Warok sejati pada masa sekarang
hanya menjadi legenda yang tersisa. Beberapa kelompok warok di
daerah-daerah tertentu masih ada yang memegang teguh budaya mereka dan
masih dipandang sebagai seseorang yang dituakan dan disegani, bahkan
kadang para pejabat pemerintah selalu meminta restunya.
Gemblakan
Selain segala persyaratan yang
harus dijalani oleh para warok tersebut, selanjutnya muncul disebut
dengan Gemblakan.Dahulu warok dikenal mempunyai banyak gemblak, yaitu
lelaki belasan tahun usia 12-15 tahun berparas tampan dan terawat yang
dipelihara sebagai kelangenan, yang kadang lebih disayangi ketimbang
istri dan anaknya. Memelihara gemblak adalah tradisi yang telah berakar
kuat pada komunitas seniman reog. Bagi seorang warok hal tersebut adalah
hal yang wajar dan diterima masyarakat. Konon sesama warok pernah
beradu kesaktian untuk memperebutkan seorang gemblak idaman dan selain
itu kadang terjadi pinjam meminjam gemblak.

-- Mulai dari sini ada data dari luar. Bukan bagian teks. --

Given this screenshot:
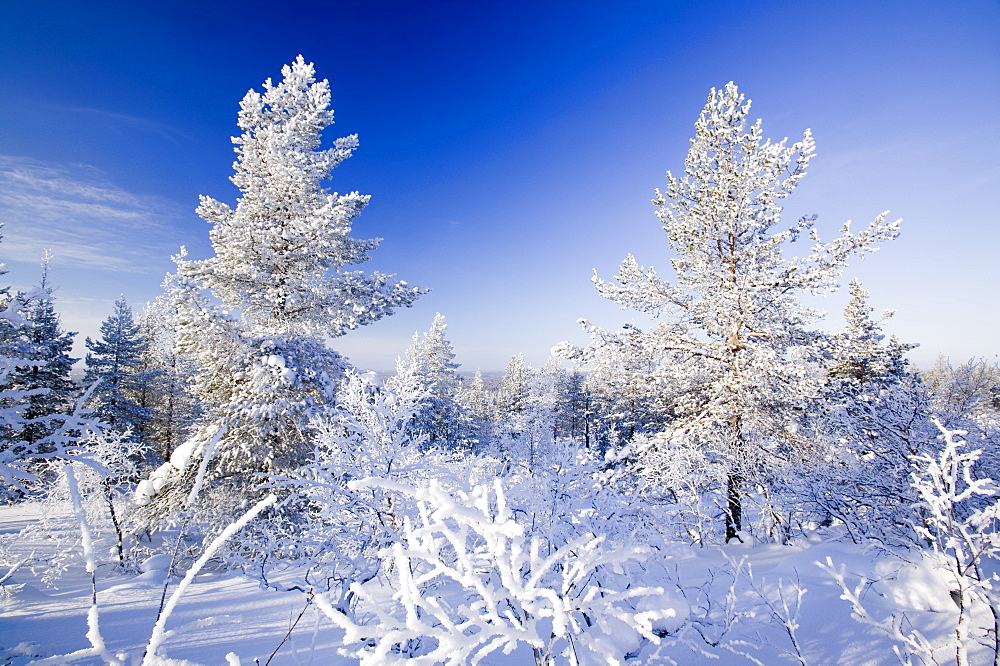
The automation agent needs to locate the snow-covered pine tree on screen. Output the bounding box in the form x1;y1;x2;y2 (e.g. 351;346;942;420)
594;83;899;540
8;253;80;445
84;296;156;436
145;56;425;508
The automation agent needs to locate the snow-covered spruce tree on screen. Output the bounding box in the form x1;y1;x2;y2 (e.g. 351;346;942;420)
139;294;201;460
386;313;467;448
146;56;424;504
455;369;496;451
580;83;899;540
0;244;43;492
784;280;936;541
84;297;155;435
8;254;79;445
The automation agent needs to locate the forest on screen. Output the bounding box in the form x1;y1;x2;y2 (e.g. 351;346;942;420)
0;56;1000;665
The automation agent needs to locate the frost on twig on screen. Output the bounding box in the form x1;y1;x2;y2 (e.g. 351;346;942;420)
316;479;676;664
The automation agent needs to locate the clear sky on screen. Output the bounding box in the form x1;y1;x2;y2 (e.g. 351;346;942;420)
0;0;1000;372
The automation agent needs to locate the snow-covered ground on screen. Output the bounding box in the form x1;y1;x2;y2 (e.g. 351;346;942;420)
0;503;992;665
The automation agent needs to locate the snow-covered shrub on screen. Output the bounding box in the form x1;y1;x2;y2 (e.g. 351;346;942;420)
817;422;1000;666
234;372;449;596
913;424;1000;665
317;479;676;664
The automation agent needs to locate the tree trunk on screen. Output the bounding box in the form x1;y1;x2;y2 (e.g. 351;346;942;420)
726;471;743;543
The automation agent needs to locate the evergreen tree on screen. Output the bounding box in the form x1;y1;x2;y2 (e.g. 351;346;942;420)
138;296;201;460
580;83;898;540
143;56;424;508
387;313;465;447
0;235;43;492
8;254;79;445
84;296;154;435
455;369;496;451
785;280;936;542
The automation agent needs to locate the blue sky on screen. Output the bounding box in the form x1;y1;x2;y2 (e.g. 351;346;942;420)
0;0;1000;372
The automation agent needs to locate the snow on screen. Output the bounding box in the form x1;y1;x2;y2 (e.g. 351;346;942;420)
0;503;987;666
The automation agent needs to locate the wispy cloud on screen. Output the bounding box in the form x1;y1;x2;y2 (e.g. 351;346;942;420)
33;102;185;142
0;155;190;272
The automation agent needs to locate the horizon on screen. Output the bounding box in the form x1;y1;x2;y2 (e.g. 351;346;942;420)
0;0;1000;376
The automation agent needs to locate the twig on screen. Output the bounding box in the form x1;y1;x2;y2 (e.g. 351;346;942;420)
264;590;313;666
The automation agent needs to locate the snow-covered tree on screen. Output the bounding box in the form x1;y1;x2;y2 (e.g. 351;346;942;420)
8;254;79;444
785;281;935;541
139;295;200;460
387;313;466;447
580;83;899;539
84;297;154;432
455;369;496;451
0;241;43;501
143;56;424;508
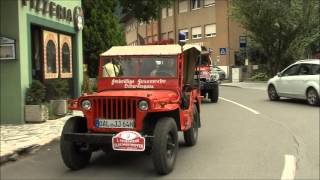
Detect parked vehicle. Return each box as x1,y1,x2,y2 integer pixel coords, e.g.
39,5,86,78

Biaya yang dikeluarkan warok
untuk seorang gemblak tidak murah. Bila gemblak bersekolah maka warok
yang memeliharanya harus membiayai keperluan sekolahnya di samping
memberinya makan dan tempat tinggal. Sedangkan jika gemblak tidak
bersekolah maka setiap tahun warok memberikannya seekor sapi.Dalam
tradisi yang dibawa oleh Ki Ageng Suryongalam, kesaktian bisa diperoleh
bila seorang warok rela tidak berhubungan seksual dengan perempuan. Hal
itu konon merupakan sebuah keharusan yang berasal dari perintah sang
guru untuk memperoleh kesaktian.
Kewajiban setiap warok untuk
memelihara gemblak dipercaya agar bisa mempertahankan kesaktiannya.

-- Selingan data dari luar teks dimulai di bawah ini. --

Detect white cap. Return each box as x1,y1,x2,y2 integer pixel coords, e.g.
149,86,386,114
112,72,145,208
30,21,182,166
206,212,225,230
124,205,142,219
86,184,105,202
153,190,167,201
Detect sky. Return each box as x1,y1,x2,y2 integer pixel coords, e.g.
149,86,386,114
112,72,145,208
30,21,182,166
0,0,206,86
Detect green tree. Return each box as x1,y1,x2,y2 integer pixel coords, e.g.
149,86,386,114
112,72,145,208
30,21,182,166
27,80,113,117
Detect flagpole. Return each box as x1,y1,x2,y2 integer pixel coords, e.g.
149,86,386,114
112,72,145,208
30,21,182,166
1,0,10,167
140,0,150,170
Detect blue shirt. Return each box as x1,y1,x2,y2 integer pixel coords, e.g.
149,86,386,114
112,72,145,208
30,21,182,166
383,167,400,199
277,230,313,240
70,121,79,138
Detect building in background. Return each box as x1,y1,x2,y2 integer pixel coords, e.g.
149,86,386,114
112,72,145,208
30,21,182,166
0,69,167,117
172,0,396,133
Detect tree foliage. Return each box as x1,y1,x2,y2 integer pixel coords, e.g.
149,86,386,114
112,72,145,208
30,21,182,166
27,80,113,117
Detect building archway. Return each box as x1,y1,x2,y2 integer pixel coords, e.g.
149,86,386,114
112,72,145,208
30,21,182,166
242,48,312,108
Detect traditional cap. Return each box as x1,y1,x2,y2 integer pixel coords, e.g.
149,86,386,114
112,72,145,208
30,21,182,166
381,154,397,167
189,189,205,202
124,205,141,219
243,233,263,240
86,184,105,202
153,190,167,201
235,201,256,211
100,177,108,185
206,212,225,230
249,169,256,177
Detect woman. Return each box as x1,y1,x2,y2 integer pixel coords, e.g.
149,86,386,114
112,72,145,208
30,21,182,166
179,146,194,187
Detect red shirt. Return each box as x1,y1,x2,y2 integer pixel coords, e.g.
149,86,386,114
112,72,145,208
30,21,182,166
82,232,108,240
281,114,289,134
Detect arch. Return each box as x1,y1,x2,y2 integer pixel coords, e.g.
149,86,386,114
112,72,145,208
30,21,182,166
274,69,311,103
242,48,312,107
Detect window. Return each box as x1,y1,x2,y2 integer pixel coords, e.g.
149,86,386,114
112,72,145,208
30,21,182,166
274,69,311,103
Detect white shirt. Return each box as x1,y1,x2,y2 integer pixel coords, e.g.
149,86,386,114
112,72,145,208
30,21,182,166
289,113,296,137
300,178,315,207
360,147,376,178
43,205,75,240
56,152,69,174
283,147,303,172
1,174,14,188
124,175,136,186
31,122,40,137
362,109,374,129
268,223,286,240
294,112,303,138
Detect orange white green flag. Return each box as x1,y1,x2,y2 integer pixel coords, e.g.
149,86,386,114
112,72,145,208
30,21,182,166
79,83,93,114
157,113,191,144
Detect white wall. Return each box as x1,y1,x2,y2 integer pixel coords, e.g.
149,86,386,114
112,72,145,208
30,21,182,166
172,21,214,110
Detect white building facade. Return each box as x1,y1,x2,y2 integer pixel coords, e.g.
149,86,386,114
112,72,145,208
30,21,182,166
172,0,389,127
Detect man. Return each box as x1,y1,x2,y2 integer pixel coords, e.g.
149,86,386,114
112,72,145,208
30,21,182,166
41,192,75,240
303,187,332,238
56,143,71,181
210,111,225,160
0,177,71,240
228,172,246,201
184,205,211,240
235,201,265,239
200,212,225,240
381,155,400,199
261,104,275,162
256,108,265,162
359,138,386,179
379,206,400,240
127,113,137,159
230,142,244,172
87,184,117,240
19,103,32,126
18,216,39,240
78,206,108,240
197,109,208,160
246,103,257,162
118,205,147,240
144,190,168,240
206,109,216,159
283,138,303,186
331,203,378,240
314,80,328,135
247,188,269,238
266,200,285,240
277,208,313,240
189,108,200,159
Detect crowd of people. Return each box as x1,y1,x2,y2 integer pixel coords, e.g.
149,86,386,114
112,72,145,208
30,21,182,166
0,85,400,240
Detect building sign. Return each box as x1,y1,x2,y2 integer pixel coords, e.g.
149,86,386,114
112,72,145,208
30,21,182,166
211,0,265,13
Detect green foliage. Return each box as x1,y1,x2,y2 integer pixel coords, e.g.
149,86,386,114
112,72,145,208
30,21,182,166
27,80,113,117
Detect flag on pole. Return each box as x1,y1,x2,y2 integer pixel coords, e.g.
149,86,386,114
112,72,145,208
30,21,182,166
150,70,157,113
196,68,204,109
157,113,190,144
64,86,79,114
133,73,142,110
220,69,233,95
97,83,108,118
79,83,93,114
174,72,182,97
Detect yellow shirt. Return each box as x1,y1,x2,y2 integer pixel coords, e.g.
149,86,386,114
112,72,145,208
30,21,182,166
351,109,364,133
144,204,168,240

Selain itu ada kepercayaan kuat di kalangan warok, hubungan intim dengan
perempuan biarpun dengan istri sendiri, bisa melunturkan seluruh
kesaktian warok. Saling mengasihi, menyayangi dan berusaha menyenangkan
merupakan ciri khas hubungan khusus antara gemblak dan waroknya. Praktik
gemblakan di kalangan warok, diidentifikasi sebagai praktik homoseksual
karena warok tak boleh mengumbar hawa nafsu kepada perempuan.

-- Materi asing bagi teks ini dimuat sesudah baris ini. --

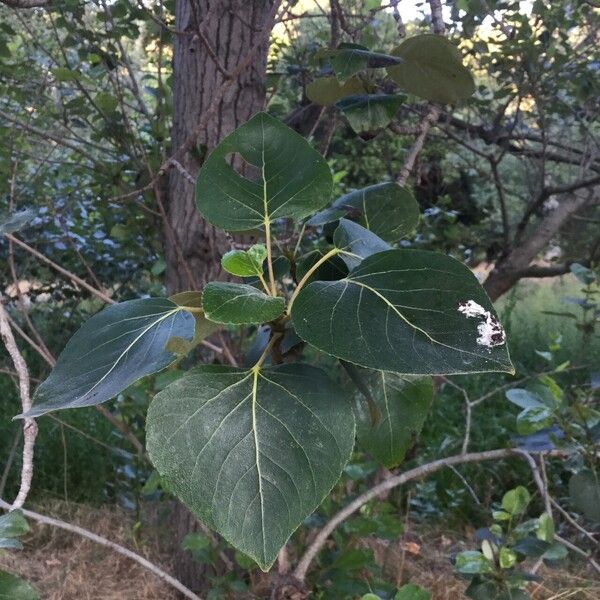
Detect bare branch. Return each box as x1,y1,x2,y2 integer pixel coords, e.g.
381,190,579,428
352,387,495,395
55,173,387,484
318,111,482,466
0,499,201,600
0,301,37,509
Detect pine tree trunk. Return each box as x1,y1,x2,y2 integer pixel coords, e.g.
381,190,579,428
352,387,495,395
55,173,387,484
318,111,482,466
164,0,273,591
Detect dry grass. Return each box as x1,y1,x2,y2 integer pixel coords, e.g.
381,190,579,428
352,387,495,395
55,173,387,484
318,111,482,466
0,503,177,600
0,503,600,600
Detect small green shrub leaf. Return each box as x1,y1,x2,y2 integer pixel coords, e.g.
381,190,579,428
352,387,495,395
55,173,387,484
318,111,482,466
221,244,267,277
387,34,475,104
502,485,531,517
291,249,513,375
196,113,333,231
19,298,195,417
356,371,433,469
569,471,600,523
147,364,354,570
335,94,405,134
333,219,391,269
202,281,285,325
0,571,40,600
331,182,419,242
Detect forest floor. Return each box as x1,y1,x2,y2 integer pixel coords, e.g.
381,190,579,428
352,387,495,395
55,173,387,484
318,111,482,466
0,503,600,600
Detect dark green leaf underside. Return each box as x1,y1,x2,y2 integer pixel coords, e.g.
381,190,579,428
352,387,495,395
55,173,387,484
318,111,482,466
21,298,195,417
196,113,333,231
202,282,285,325
147,364,354,570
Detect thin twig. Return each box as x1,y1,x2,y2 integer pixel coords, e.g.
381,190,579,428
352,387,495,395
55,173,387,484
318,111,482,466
0,499,201,600
0,300,37,509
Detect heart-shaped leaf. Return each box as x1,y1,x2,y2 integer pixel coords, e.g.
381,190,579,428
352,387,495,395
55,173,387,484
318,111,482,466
147,364,354,570
19,298,196,417
333,219,391,269
202,281,285,325
387,34,475,104
335,94,404,134
196,113,333,231
356,371,433,469
291,250,513,375
221,244,267,277
332,182,419,242
306,76,367,106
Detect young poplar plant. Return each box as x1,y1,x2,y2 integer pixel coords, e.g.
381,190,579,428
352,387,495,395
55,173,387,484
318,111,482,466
14,36,513,570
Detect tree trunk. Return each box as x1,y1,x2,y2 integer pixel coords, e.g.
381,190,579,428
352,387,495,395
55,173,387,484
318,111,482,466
164,0,273,590
483,188,598,301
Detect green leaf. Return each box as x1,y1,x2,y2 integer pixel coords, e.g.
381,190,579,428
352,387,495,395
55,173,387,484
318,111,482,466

Saat ini memang sudah terjadi
pergeseran dalam hubungannya dengan gemblakan. Di masa sekarang gemblak
sulit ditemui. Tradisi memelihara gemblak, kini semakin luntur. Gemblak
yang dahulu biasa berperan sebagai penari jatilan (kuda lumping), kini
perannya digantikan oleh remaja putri. Padahal dahulu kesenian ini
ditampilkan tanpa seorang wanita pun.
Reog di masa sekarang
Seniman Reog Ponorogo lulusan
sekolah-sekolah seni turut memberikan sentuhan pada perkembangan tari
reog ponorogo. Mahasiswa sekolah seni memperkenalkan estetika seni
panggung dan gerakan-gerakan koreografis, maka jadilah reog ponorogo
dengan format festival seperti sekarang. Ada alur cerita, urut-urutan
siapa yang tampil lebih dulu, yaitu Warok, kemudian jatilan,
Bujangganong, Klana Sewandana, barulah Barongan atau Dadak Merak di
bagian akhir. Saat salah satu unsur tersebut beraksi, unsur lain ikut
bergerak atau menari meski tidak menonjol.
Beberapa tahun yang lalu Yayasan
Reog Ponorogo memprakarsai berdirinya Paguyuban Reog Nusantara yang
anggotanya terdiri atas grup-grup reog dari berbagai daerah di Indonesia
yang pernah ambil bagian dalam Festival Reog Nasional. Reog ponorogo
menjadi sangat terbuka akan pengayaan dan perubahan ragam geraknya.